At one point, Patrick Leahy had to warn the managers on both sides to basically tone it down. But when the Q&A ended, Senate Majority Leader Chuck Schumer and Minority Leader
Mitch McConnell got up together and proposed that by unanimous resolution, the Senate award the
Congressional Gold Medal to Eugene Goodman. He is, of course, the police officer who really emerged
as a hero on the 6th. You know, we knew that pretty quickly based on the way that he directed
people away from the chamber. We saw that was even more of the case when the Democrats played video during their presentation,
showing him really like possibly saving Mitt Romney's life, stopping him from going one way toward the crowd, redirecting him, seeing Romney and him run off.
So he came into the chamber. He got a sustained standing ovation.

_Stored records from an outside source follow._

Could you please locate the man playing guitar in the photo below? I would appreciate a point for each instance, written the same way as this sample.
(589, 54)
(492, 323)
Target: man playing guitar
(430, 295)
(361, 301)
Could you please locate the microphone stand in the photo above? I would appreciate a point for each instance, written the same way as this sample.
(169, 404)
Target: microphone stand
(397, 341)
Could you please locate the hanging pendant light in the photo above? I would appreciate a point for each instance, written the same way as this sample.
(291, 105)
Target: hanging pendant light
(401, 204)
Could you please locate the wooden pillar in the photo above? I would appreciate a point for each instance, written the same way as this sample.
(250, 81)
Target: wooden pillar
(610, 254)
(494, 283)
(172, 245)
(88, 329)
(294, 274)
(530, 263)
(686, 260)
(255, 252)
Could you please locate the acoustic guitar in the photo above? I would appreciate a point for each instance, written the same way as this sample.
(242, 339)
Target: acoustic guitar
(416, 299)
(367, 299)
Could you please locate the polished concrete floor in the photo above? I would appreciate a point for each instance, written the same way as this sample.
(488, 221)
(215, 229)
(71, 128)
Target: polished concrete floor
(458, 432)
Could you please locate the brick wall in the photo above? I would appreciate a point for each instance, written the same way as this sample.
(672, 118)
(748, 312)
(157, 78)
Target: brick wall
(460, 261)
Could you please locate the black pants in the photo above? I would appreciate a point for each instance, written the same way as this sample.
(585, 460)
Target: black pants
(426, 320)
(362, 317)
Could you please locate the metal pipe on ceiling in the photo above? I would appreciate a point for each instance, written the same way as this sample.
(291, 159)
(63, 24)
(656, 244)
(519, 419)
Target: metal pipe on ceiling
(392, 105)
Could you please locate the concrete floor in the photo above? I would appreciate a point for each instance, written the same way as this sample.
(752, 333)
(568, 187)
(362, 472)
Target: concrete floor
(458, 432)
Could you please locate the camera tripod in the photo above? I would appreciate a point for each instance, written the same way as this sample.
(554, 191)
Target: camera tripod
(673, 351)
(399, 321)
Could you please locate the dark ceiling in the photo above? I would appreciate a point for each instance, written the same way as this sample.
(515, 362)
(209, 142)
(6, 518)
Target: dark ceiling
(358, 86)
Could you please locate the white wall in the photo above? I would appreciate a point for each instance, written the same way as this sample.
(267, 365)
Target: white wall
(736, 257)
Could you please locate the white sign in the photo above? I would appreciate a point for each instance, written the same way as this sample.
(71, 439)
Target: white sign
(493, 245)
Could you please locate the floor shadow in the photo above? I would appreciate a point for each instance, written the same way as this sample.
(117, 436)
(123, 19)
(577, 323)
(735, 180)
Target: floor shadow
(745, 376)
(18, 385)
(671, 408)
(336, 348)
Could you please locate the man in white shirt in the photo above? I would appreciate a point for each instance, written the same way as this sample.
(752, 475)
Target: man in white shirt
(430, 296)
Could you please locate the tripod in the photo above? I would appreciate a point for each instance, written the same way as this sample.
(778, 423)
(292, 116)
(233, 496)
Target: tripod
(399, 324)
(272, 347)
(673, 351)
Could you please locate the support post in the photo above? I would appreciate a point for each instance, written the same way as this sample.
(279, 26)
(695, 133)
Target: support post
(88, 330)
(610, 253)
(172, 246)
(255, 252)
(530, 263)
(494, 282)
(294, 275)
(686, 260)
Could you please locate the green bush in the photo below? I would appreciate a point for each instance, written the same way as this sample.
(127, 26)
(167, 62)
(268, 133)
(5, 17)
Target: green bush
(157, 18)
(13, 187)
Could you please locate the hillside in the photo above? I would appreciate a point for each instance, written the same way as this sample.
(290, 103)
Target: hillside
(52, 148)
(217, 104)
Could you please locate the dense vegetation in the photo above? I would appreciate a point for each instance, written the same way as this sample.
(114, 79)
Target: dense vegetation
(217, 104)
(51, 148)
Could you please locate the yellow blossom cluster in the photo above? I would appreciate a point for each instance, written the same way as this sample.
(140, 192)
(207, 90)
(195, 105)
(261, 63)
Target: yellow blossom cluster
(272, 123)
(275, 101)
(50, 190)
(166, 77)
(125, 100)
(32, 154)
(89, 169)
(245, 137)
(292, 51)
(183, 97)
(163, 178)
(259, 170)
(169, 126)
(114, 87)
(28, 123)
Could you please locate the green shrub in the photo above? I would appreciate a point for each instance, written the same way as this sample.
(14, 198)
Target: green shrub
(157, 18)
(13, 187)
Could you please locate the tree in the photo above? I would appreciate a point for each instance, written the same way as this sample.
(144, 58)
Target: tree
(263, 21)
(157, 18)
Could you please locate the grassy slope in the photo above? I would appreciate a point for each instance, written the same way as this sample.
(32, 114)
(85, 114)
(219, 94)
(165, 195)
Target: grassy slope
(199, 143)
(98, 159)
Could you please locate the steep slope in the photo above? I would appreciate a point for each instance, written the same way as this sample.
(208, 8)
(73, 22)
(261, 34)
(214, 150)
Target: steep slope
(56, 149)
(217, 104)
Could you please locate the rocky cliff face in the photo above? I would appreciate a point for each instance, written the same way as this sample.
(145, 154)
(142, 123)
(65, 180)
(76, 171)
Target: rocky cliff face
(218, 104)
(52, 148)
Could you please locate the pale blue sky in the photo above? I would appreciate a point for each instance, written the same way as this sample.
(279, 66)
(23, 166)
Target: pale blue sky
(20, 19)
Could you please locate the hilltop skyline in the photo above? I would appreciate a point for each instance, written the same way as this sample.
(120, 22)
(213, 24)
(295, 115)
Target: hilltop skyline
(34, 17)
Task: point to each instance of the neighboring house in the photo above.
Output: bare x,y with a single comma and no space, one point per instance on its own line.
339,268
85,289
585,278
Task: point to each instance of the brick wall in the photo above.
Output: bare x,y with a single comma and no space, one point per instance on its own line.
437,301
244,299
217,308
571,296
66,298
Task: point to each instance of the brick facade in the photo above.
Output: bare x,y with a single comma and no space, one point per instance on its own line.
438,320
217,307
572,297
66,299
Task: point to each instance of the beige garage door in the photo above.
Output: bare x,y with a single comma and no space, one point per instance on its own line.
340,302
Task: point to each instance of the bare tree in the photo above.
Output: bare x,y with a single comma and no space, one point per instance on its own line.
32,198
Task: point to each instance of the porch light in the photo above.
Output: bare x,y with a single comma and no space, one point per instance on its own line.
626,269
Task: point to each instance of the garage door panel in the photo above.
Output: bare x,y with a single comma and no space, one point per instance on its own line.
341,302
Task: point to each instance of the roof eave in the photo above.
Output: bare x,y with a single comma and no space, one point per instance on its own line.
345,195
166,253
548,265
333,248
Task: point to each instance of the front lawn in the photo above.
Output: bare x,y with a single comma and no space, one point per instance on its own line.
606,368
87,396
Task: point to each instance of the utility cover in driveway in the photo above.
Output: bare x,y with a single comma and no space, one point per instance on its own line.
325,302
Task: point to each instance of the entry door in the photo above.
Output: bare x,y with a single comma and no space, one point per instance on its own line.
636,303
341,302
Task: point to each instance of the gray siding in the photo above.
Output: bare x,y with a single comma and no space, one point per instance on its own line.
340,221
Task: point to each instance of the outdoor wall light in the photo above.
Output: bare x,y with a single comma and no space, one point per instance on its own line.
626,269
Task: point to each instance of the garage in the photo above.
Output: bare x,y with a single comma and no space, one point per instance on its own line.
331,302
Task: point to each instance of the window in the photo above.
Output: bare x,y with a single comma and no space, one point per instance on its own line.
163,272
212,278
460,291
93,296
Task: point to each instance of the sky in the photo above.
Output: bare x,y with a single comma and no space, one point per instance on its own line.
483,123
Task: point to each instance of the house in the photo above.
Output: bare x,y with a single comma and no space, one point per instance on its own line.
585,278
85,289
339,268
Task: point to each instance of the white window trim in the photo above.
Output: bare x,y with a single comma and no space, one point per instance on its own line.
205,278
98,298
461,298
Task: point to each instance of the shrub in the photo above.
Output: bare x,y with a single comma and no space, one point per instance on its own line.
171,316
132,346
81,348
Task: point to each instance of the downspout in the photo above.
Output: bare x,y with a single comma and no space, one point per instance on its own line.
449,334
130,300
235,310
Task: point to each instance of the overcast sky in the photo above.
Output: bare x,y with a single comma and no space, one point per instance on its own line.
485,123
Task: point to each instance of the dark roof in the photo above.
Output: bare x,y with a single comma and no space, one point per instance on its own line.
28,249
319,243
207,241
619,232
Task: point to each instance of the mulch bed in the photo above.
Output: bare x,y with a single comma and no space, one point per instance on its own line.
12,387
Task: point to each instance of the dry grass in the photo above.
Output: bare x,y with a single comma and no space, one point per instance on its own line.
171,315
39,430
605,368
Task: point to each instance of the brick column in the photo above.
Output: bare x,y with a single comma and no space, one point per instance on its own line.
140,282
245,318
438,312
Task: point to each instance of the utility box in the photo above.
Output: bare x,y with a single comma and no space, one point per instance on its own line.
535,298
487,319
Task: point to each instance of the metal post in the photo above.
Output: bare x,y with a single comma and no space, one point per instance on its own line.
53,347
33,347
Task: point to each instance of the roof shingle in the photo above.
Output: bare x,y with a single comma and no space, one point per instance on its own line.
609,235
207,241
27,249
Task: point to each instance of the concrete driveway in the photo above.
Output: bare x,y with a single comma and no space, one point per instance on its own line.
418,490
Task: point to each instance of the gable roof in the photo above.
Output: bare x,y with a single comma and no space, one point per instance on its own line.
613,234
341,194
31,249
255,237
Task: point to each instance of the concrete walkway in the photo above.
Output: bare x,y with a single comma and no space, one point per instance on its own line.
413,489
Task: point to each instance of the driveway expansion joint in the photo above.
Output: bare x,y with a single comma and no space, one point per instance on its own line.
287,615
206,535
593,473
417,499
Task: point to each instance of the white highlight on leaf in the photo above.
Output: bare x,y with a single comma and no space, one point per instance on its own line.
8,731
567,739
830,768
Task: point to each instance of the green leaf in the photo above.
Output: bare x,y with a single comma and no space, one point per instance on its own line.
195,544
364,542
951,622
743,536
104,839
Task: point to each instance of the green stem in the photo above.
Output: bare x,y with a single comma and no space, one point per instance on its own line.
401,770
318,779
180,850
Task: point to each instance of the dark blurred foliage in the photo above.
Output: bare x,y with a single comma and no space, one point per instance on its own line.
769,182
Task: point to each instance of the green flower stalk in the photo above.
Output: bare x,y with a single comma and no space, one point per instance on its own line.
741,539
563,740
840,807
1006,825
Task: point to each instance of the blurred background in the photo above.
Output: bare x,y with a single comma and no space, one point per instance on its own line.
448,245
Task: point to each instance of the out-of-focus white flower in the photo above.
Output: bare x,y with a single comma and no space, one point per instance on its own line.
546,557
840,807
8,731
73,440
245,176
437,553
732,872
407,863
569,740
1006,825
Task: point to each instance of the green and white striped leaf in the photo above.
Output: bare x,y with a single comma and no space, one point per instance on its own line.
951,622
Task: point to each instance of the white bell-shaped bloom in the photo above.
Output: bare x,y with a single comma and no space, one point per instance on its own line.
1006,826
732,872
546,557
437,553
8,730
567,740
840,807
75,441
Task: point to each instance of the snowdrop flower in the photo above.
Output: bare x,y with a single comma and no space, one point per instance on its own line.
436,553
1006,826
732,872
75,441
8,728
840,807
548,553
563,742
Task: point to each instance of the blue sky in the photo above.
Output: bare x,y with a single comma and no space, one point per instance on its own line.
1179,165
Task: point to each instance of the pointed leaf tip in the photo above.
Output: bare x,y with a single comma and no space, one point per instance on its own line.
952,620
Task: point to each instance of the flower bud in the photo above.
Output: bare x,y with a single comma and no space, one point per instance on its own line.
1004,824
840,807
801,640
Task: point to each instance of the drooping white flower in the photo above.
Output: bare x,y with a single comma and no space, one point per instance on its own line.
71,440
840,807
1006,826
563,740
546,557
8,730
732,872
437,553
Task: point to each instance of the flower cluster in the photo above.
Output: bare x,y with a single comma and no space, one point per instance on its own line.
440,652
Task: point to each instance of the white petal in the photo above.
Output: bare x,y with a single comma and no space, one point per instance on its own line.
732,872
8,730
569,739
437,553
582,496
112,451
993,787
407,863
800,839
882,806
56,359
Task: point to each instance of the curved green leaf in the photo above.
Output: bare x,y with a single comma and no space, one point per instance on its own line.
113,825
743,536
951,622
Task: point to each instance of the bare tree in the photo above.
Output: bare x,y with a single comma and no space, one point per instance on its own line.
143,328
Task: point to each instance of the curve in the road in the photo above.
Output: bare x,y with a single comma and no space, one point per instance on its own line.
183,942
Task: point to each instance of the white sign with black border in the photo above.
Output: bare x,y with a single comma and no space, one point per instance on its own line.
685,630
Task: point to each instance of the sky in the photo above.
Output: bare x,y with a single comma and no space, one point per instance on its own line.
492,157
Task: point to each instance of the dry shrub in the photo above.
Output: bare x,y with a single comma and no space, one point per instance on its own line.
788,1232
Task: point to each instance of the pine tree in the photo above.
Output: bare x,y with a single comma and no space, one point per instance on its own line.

And it was like it was possibly the only nice moment that happened this week.
This has been a hard trial to watch, but that was a really nice moment.
Here in this trial, we saw a new video, powerful video, showing calmness under pressure. his foresight in the midst of chaos, and his willingness to make himself a target of the mob's rage so that others might reach safety.
Officer Goodman is in the chamber tonight.
Officer Goodman, thank you.
It was a rare bipartisan moment. Yeah, I'm thinking of 140-odd members of the Capitol Police and the Metropolitan Police Force here in Washington who suffered injuries, sometimes very serious injuries.
And, you know, Officer Brian Sicknick, who died after being on duty that day.
That video of the attacks on some of the police officers and hearing them on the scanner was probably the hardest evidence to absorb.
So this was a nice moment to end Friday's proceedings.
The Senate will be back at 10 o'clock tomorrow morning.
We will be covering it live on your public radio station and on NPR.org.
And at the end of the day, whether there is a vote or whether this trial goes into Sunday,
we will be here in your podcast feeds telling you what
happened. I'm Scott Detrow. I cover the White House. I'm Deirdre Walsh, Congressional Editor.
And I'm Carrie Johnson, National Justice Correspondent.
Thanks to both of you. Thanks to everybody who edits our podcast and produces our podcast.
And thank you for listening to the NPR Politics Podcast.